Quant aux paroles, elles ne sont pas en reste : la chanteuse nous propose une lecture juste sur les absurdités de notre monde, entre pandémie, réchauffement climatique et politique peu glorieuse… Et nous invite à revenir, l’espace d’un titre, dans ce bon vieux temps chéri, celui des 90s, de l’adolescence et ses garage bands d’après-lycée, où le monde semblait être un terrain de tous les possibles.
Une plongée intense et sans concession dans l’univers d’une artiste qu’on adore, alors notre conseil : attrapez une chupa chups, ouvrez une canette de soda et regardez ce clip tout l’après-midi, à renouveler quotidiennement !
Yeah Yeah Yeahs – Wolf
Le groupe new yorkais s’est offert ni plus ni mois que Britt Lower pour le clip de Wolf. La star de la série Severance d’Apple + est emprisonnée dans une vie de couple morne et sous le pouvoir de son marie terne. Intriguée par un mystérieux oiseau bleu, elle part à sa recherche et se révèle être plus sauvage et endiablée que jamais.

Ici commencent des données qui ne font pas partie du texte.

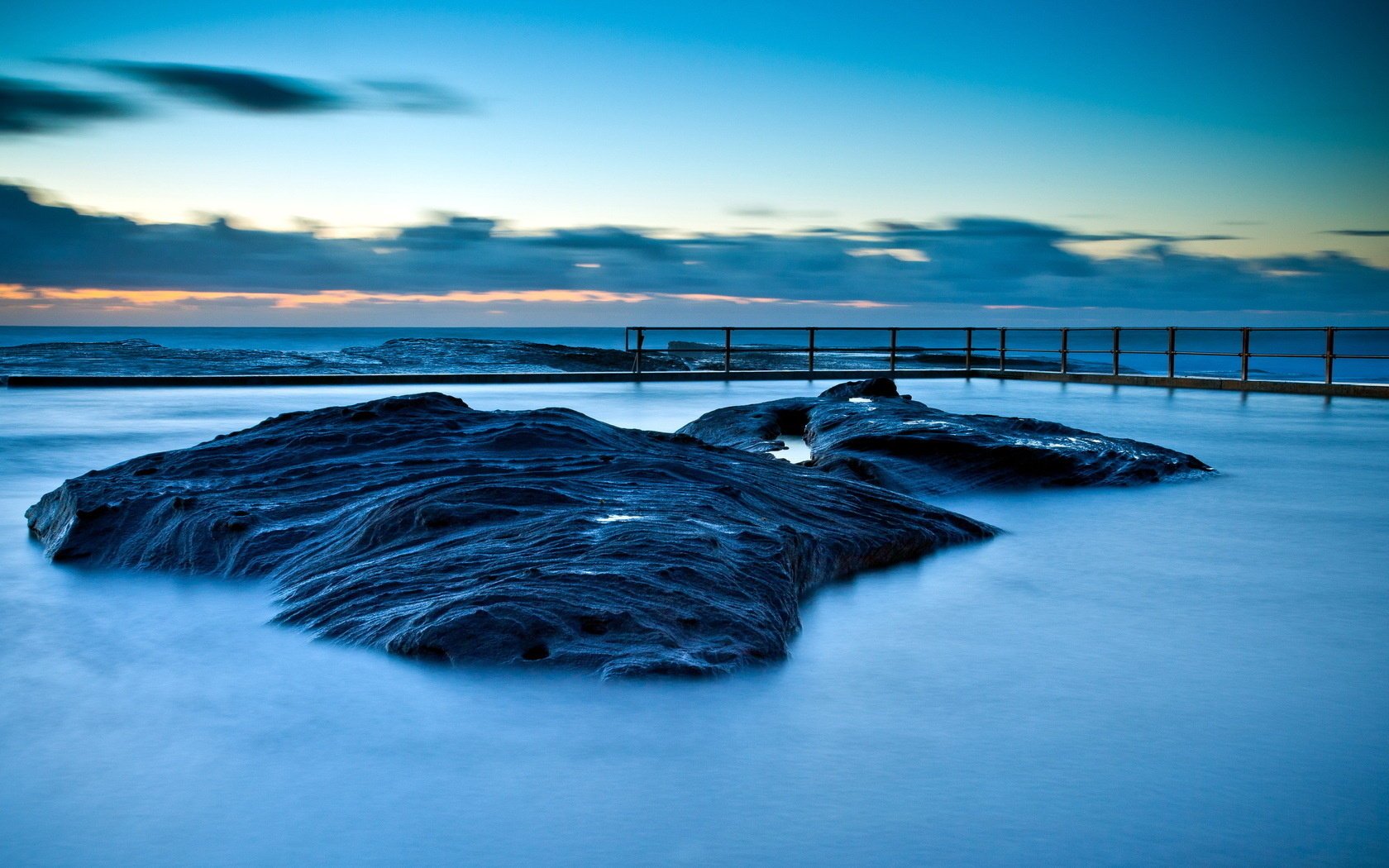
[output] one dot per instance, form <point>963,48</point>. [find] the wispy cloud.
<point>968,261</point>
<point>238,89</point>
<point>45,107</point>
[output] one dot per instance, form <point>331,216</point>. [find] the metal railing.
<point>988,349</point>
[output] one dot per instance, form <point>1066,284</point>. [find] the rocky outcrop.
<point>431,529</point>
<point>866,431</point>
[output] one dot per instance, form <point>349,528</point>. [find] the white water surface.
<point>1180,674</point>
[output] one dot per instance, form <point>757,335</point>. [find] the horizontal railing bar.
<point>995,328</point>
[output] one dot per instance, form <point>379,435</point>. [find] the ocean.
<point>1164,675</point>
<point>1296,355</point>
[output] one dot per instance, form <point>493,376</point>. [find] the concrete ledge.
<point>1196,382</point>
<point>672,377</point>
<point>26,381</point>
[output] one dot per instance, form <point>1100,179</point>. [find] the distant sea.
<point>298,339</point>
<point>1209,351</point>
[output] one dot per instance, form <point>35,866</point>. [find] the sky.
<point>600,163</point>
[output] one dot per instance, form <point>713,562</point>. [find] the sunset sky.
<point>608,163</point>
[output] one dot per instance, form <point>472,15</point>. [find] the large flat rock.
<point>431,529</point>
<point>867,431</point>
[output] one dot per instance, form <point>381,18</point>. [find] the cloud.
<point>974,261</point>
<point>39,107</point>
<point>420,96</point>
<point>770,212</point>
<point>238,89</point>
<point>35,107</point>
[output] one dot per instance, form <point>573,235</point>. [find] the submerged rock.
<point>431,529</point>
<point>867,431</point>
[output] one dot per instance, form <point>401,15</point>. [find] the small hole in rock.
<point>594,625</point>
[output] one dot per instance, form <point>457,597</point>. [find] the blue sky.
<point>1262,122</point>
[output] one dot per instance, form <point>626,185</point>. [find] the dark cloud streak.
<point>36,107</point>
<point>968,261</point>
<point>238,89</point>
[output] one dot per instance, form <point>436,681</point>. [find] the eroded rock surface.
<point>867,431</point>
<point>431,529</point>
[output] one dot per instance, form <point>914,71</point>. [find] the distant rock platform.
<point>139,357</point>
<point>866,431</point>
<point>435,531</point>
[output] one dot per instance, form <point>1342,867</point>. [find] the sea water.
<point>1177,674</point>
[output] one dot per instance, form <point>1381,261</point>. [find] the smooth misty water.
<point>1181,674</point>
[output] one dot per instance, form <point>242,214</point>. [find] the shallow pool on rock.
<point>1189,672</point>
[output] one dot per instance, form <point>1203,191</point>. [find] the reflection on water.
<point>1164,675</point>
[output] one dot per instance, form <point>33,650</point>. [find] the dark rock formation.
<point>431,529</point>
<point>400,355</point>
<point>867,431</point>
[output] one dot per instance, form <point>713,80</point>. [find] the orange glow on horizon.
<point>45,296</point>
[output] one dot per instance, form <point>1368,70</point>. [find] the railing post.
<point>1331,353</point>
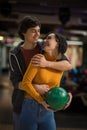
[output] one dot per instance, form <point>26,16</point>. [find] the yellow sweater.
<point>38,75</point>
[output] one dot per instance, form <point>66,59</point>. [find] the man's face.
<point>32,35</point>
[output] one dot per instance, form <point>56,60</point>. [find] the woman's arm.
<point>39,60</point>
<point>27,85</point>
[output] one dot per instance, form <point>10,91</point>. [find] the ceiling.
<point>48,11</point>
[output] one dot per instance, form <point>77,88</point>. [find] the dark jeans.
<point>35,117</point>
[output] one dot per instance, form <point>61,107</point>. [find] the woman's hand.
<point>47,107</point>
<point>42,89</point>
<point>69,102</point>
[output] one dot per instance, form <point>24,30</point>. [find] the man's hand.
<point>39,60</point>
<point>69,102</point>
<point>42,89</point>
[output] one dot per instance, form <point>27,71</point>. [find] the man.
<point>19,58</point>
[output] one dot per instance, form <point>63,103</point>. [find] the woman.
<point>36,114</point>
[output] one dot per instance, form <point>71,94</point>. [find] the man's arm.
<point>39,60</point>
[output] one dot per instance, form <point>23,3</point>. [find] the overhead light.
<point>1,38</point>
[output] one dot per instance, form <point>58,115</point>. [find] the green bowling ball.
<point>57,98</point>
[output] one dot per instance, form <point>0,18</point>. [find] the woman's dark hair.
<point>61,40</point>
<point>26,23</point>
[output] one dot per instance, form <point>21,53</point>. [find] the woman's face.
<point>50,43</point>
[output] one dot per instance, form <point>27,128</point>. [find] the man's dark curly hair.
<point>26,23</point>
<point>61,40</point>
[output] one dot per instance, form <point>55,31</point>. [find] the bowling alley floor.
<point>74,118</point>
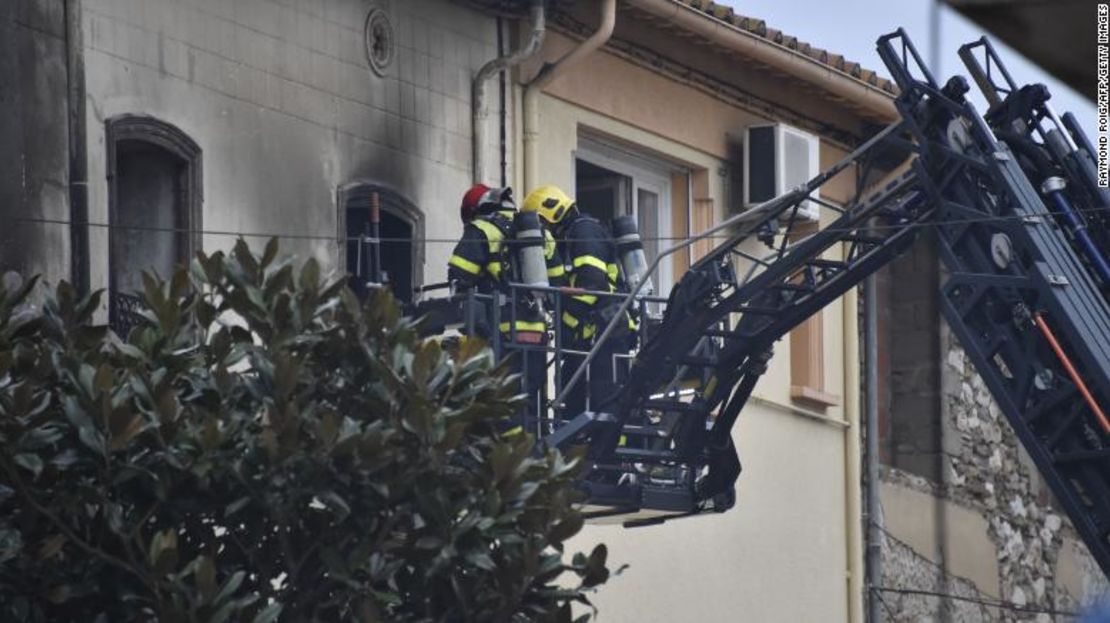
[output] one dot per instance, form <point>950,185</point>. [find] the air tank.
<point>528,249</point>
<point>631,251</point>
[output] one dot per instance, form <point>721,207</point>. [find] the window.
<point>154,207</point>
<point>807,354</point>
<point>401,231</point>
<point>612,181</point>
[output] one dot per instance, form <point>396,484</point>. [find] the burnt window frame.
<point>142,128</point>
<point>391,201</point>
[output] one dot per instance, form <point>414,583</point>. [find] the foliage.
<point>264,448</point>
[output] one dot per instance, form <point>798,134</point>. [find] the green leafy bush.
<point>264,448</point>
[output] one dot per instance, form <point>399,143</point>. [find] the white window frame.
<point>646,173</point>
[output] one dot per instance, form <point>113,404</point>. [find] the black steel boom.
<point>1021,227</point>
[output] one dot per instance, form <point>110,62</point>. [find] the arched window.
<point>401,231</point>
<point>154,207</point>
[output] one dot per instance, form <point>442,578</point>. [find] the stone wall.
<point>990,502</point>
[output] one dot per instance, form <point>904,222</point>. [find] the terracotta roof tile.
<point>759,28</point>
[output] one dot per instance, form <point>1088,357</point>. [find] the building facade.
<point>139,131</point>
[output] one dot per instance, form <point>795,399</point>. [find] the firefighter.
<point>482,260</point>
<point>591,259</point>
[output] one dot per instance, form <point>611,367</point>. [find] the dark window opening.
<point>400,231</point>
<point>154,208</point>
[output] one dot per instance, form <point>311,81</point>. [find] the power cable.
<point>426,240</point>
<point>985,602</point>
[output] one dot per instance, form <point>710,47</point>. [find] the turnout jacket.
<point>482,259</point>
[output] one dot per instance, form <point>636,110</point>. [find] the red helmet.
<point>471,202</point>
<point>482,199</point>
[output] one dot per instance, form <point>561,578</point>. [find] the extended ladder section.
<point>1022,230</point>
<point>1021,225</point>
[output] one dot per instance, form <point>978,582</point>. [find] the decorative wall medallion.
<point>380,42</point>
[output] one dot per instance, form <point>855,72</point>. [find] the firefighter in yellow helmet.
<point>591,258</point>
<point>482,260</point>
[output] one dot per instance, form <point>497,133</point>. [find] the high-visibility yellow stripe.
<point>591,261</point>
<point>550,245</point>
<point>493,233</point>
<point>463,263</point>
<point>524,325</point>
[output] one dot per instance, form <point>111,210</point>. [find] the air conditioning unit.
<point>778,158</point>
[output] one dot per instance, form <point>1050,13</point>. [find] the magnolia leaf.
<point>230,586</point>
<point>204,575</point>
<point>163,551</point>
<point>269,614</point>
<point>51,546</point>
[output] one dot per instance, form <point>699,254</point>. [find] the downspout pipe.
<point>480,109</point>
<point>871,394</point>
<point>853,452</point>
<point>78,160</point>
<point>548,72</point>
<point>873,99</point>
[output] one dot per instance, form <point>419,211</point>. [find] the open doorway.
<point>400,230</point>
<point>609,183</point>
<point>154,199</point>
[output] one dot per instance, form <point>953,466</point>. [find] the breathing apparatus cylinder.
<point>631,251</point>
<point>528,249</point>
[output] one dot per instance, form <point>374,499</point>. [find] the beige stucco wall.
<point>781,553</point>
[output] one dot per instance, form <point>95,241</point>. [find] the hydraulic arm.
<point>1022,231</point>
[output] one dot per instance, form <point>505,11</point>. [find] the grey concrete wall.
<point>281,99</point>
<point>33,138</point>
<point>914,354</point>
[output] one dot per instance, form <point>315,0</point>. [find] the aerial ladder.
<point>1022,231</point>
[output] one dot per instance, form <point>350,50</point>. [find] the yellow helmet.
<point>550,202</point>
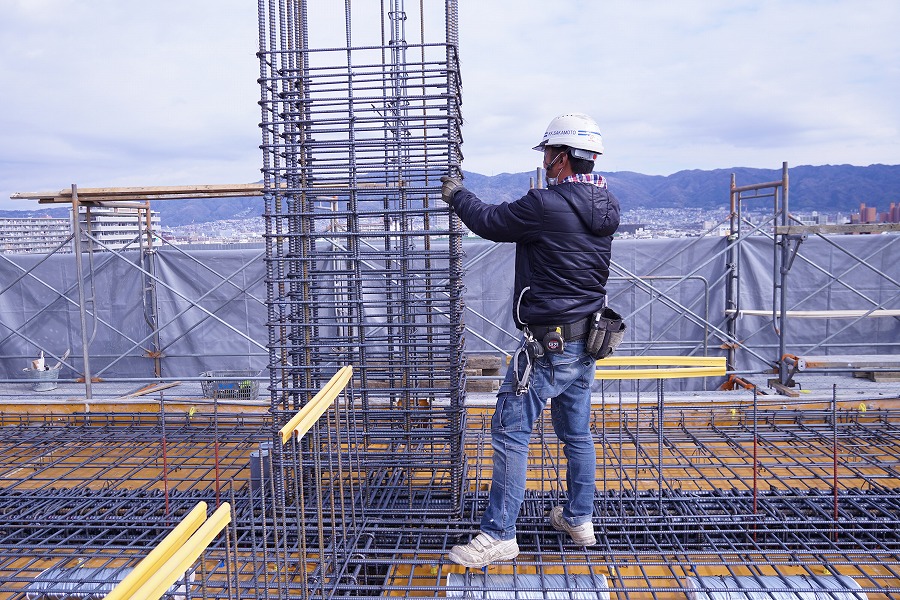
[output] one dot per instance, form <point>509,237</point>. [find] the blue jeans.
<point>566,380</point>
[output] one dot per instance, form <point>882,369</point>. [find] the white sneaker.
<point>483,550</point>
<point>583,534</point>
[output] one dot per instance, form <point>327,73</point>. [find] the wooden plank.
<point>783,389</point>
<point>842,228</point>
<point>145,192</point>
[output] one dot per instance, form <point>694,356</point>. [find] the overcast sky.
<point>129,92</point>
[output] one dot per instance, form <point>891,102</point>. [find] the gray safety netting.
<point>209,309</point>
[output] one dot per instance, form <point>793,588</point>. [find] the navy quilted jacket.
<point>563,238</point>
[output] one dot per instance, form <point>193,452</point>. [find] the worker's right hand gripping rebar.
<point>449,187</point>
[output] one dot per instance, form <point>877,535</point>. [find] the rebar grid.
<point>127,453</point>
<point>789,498</point>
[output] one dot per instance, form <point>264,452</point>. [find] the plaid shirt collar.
<point>592,178</point>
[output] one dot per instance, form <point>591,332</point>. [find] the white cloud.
<point>126,92</point>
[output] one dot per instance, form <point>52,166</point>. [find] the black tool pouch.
<point>606,333</point>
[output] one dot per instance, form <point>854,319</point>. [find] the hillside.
<point>827,189</point>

Sous la tutelle d’Allie Avital, la vidéo montre tous les paradoxes de cette ode à la liberté qui mène aux portes de l’Enfer. Les synthés grandioses viennent appuyer la grandeur magistrale de cette nature à la fois magnifique et intrigante. Un retour aux sources qui correspond parfaitement au come-back attendu et réussi de Yeah Yeah Yeahs.
Yves Tumor – God is a Circle
Avec ce nouveau single, c’est désormais Yves te mord. L’artiste américain livre ici une petite pépite post-punk sous la houlette, une nouvelle fois, de Noah Goldstein. Les images du clip sont superbes, ne vous étonnez pas, on y retrouve la patte de Jordan Hemingway, déjà à l’œuvre avec Wolf Alice. Le réalisateur réussit encore la prouesse de mettre autant de couleurs en valeurs dans un environnement sombre. Le rendu rend un véritable hommage au cinéma d’art et d’essai des seventies, comme le célèbre Salò ou Les 120 jours de Sodome de Pasoloni. Oui, vous verrez des corps nus souffrir dans ce clip, pour notre plus grand plaisir.